The revised projection comes after Foxconn confirmed reporting by Nikkei Asian Review and other publications that the company will produce small and medium-sized displays for television makers, car manufacturers, and other customers at the facility. Foxconn had said previously that it would manufacture large liquid display panels—ones measuring at least 65 inches diagonally—at its plant in Wisconsin.
—YesLMS, a Madison-based startup developing software to help clients manage educational and training materials, won The Doyenne Group’s annual “5x5x5” pitch contest. The Doyenne Group, which is also based in Madison and supports businesses led by women and people of color, awarded YesLMS a $5,000 grant for winning the competition.
—Socialeads, a startup that develops tools to mine social media feeds and flag posts where users indicate they recently made a significant financial decision, raised an $825,000 round of equity financing, according to an SEC filing. Milwaukee-based Socialeads said three investment funds participated in the round: the BrightStar Wisconsin Foundation, Northwestern Mutual’s Cream City Venture Capital fund, and the Winnebago Seed Fund. Socialeads had previously worked with Northwestern Mutual, the large insurer that’s also based in Milwaukee, after winning a “reverse pitch” competition that’s aimed at matching startups with established companies.
—Madison-based Exact Sciences (NASDAQ: EXAS) struck an agreement with Pfizer (NYSE: PFE), a New York-based drug maker, to co-promote Exact’s flagship test for cancer screening. The two companies will work together to market Cologuard, Exact’s diagnostic test that screens for colorectal cancer, from October 2018 through December 2021. Exact has agreed to share pre-determined percentages of profits with Pfizer while the agreement is active, and to pay royalties to the New York company for three years after it ends.
—The University of Wisconsin-Madison is working with the state’s jobs-creation agency and other organizations to launch a new initiative to help scientists, researchers, and business leaders develop and commercialize medical devices, pharmaceuticals, and other products for use in the healthcare and life sciences sectors. The collaboration, which is called the Forward Bio Initiative, will kick off this fall, the university said.
—The Water Council, a Milwaukee-based consortium that helps grow the area’s cluster of businesses developing water-related technologies, has become a “global player” in the industry, according to an article by U.S. News and World Report. The Water Council now has “180 dues-paying corporate members” worldwide, according to the report.
They include Stonehouse Water Technologies, which like the council is headquartered at Milwaukee’s Global Water Center. Stonehouse is developing a water purifier about the size of a dehumidifier that’s designed for use in residential, commercial, and agricultural buildings.

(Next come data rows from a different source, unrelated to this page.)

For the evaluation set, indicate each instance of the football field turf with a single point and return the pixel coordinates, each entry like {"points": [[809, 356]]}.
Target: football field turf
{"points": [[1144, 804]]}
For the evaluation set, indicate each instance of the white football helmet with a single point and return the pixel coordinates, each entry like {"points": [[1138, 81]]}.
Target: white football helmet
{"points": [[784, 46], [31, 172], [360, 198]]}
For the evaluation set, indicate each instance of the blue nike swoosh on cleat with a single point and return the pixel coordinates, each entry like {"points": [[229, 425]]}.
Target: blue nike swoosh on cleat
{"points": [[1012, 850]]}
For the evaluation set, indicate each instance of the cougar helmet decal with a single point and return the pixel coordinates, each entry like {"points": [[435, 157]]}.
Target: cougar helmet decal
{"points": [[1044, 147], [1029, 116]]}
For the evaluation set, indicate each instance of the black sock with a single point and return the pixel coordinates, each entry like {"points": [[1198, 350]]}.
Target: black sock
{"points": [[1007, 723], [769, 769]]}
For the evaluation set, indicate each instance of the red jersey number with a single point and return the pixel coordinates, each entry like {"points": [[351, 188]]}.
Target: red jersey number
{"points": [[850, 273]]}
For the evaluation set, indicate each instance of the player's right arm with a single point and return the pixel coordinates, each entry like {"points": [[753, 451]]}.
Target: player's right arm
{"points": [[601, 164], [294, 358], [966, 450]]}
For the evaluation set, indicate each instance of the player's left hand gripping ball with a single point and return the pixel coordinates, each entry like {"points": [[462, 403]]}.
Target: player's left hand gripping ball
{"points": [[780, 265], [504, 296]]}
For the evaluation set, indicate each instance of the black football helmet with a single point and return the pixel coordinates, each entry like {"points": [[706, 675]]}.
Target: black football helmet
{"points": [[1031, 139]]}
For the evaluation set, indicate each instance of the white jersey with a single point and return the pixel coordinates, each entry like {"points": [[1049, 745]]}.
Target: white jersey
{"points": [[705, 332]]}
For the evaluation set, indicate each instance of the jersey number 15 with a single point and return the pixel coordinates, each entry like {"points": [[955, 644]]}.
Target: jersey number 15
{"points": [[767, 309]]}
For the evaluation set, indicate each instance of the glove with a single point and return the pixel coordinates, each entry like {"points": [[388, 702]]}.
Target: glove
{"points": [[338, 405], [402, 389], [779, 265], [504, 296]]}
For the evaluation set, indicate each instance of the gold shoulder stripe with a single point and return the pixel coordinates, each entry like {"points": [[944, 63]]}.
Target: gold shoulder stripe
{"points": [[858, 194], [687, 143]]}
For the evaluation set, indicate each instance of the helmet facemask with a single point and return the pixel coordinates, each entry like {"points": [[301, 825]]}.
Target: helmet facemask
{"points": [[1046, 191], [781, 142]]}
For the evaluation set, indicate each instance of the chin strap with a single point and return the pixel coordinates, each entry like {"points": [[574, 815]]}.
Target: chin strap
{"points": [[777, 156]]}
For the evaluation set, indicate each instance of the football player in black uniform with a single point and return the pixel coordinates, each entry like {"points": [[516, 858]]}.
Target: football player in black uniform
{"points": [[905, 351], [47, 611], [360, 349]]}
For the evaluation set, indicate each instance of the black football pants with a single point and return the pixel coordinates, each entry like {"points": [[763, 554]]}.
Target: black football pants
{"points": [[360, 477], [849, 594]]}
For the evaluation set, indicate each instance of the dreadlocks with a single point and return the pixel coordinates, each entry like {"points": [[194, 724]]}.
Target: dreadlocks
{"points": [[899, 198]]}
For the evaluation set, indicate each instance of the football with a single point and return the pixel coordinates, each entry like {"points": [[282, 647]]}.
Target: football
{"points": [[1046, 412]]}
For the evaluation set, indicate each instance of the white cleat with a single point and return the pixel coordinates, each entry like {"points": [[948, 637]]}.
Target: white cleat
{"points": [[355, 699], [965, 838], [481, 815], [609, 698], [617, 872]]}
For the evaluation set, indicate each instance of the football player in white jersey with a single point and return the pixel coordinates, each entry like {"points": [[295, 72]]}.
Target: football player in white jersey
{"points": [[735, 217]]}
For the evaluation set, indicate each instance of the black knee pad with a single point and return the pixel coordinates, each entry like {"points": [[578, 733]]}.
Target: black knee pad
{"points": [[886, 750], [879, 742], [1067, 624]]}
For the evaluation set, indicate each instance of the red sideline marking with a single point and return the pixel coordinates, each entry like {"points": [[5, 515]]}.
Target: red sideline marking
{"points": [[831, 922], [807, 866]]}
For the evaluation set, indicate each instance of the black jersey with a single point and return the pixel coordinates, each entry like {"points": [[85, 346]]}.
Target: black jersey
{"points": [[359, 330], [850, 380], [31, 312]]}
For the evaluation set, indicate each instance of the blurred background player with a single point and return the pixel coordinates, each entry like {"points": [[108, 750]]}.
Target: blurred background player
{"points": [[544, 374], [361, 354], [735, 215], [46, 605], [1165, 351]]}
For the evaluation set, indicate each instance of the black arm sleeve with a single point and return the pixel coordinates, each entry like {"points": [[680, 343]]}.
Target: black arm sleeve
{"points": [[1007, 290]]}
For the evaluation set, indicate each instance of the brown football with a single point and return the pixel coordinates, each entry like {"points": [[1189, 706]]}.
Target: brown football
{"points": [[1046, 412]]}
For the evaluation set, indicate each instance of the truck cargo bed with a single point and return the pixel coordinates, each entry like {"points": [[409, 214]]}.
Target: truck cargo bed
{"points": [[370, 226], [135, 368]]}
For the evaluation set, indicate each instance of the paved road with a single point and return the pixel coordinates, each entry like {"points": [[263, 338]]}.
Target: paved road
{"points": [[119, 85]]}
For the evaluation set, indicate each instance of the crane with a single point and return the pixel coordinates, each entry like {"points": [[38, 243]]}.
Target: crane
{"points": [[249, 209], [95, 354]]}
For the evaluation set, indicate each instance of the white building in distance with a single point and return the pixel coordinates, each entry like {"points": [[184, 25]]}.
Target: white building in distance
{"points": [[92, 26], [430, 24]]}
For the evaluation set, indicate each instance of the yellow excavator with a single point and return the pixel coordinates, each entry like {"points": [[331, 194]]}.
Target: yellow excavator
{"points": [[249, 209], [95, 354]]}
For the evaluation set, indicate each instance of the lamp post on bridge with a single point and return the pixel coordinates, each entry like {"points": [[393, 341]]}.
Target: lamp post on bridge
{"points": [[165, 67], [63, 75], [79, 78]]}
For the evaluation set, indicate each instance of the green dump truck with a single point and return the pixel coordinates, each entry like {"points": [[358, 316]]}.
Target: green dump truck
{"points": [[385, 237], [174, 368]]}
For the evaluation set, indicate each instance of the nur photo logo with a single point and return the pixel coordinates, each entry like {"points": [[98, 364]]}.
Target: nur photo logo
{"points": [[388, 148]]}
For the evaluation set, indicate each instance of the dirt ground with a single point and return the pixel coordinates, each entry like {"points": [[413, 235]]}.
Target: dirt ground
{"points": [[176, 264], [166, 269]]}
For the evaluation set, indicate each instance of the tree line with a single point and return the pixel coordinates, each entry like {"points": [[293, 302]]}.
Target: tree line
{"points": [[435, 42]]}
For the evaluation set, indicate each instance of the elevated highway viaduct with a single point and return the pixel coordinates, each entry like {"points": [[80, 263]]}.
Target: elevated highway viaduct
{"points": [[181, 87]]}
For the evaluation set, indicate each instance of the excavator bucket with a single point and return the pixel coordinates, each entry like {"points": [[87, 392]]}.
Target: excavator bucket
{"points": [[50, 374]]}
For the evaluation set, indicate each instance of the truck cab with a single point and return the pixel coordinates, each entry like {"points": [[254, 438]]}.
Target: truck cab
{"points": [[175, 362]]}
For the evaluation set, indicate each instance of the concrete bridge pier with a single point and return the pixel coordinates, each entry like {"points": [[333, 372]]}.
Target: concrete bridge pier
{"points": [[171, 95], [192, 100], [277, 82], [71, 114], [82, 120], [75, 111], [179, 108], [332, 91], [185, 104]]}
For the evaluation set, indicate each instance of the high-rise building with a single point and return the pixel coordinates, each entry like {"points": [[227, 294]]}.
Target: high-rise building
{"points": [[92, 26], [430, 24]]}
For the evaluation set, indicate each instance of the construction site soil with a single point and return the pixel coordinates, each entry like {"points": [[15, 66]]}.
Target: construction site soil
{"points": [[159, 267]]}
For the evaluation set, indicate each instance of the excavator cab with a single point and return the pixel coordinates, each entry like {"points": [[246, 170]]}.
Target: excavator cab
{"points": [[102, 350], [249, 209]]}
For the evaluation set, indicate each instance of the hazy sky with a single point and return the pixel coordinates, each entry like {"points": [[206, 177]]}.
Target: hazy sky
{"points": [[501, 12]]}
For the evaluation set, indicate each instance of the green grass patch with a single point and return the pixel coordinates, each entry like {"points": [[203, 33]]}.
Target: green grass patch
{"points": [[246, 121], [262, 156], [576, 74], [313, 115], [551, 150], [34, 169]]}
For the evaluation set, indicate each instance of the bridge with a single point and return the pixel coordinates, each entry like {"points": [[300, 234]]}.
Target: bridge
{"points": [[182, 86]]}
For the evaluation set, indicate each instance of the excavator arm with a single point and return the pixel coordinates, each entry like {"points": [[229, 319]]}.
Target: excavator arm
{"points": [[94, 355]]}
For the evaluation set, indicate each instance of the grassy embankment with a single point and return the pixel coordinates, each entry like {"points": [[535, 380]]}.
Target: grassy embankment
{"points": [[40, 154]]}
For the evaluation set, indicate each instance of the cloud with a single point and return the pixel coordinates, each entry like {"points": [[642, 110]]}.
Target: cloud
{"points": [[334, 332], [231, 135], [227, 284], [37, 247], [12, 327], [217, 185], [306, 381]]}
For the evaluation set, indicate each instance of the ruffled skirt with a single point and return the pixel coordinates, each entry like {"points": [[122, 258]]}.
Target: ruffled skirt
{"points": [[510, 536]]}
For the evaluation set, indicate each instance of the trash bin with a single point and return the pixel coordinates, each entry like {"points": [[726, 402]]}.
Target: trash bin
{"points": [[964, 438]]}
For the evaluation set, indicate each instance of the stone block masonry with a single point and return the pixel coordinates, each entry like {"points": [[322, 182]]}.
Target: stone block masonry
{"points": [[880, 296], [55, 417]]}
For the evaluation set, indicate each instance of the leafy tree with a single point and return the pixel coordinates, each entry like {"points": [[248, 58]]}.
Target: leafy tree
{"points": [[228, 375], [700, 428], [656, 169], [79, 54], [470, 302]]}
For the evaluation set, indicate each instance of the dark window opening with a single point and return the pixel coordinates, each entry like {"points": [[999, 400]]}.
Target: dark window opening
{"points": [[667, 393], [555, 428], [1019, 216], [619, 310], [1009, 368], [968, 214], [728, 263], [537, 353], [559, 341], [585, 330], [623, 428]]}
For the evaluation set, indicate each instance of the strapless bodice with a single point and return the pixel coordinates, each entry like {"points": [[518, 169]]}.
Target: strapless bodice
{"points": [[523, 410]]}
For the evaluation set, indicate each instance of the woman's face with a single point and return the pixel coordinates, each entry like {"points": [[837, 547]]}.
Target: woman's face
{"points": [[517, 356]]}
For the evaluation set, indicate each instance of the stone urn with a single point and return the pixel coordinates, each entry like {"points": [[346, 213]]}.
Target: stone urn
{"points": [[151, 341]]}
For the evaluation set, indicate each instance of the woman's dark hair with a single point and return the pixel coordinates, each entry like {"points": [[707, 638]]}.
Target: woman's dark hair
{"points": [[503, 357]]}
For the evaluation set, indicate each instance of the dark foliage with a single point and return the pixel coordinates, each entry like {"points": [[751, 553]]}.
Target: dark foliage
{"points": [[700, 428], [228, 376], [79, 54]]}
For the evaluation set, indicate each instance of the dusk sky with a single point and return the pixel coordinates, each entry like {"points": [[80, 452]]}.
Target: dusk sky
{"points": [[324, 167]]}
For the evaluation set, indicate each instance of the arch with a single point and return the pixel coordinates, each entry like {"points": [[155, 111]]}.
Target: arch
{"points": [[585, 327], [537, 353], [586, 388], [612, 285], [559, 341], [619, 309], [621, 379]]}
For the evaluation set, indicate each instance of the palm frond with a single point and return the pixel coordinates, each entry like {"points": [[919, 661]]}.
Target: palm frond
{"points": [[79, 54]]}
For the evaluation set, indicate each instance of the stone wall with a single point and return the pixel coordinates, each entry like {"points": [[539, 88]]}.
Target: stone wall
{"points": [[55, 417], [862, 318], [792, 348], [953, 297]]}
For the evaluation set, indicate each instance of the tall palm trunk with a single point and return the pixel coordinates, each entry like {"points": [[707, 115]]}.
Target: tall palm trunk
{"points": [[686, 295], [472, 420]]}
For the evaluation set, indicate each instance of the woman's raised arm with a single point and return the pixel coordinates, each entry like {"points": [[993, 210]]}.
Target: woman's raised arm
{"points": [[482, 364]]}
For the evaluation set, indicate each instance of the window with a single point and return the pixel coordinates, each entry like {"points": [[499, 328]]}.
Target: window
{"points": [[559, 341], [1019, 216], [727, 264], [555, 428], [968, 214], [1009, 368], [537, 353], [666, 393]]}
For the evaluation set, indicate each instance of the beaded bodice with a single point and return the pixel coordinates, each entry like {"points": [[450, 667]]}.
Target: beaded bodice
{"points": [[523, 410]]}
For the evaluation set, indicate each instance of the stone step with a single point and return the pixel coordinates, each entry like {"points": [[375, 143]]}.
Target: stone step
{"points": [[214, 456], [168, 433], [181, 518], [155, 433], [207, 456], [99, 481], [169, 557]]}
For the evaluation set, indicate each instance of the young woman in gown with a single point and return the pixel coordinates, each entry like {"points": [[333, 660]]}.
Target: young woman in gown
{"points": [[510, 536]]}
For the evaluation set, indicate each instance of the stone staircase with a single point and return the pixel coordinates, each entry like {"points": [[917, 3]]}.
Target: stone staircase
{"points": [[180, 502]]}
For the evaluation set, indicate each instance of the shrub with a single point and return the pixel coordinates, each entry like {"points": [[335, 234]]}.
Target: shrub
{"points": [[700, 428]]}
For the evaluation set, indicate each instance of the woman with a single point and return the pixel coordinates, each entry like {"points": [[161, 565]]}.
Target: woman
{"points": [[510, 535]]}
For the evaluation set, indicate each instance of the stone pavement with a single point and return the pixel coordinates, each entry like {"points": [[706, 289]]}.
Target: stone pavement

—Madison-based Propeller Health partnered with health insurer in Ohio to help a group of its Medicare patients who have respiratory disease better manage their symptoms. Anthem Blue Cross and Blue Shield in Ohio is recruiting patients with chronic obstructive pulmonary disease (COPD) to participate in a program where they’ll receive Internet-connected sensors developed by Propeller, which snap onto the top of inhalers the patients already use. These sensors collect data on when and where patients use their inhalers, along with environmental conditions and other information. Healthcare providers can review sensor-collected data and make changes to patients’ treatment regimens, if they choose.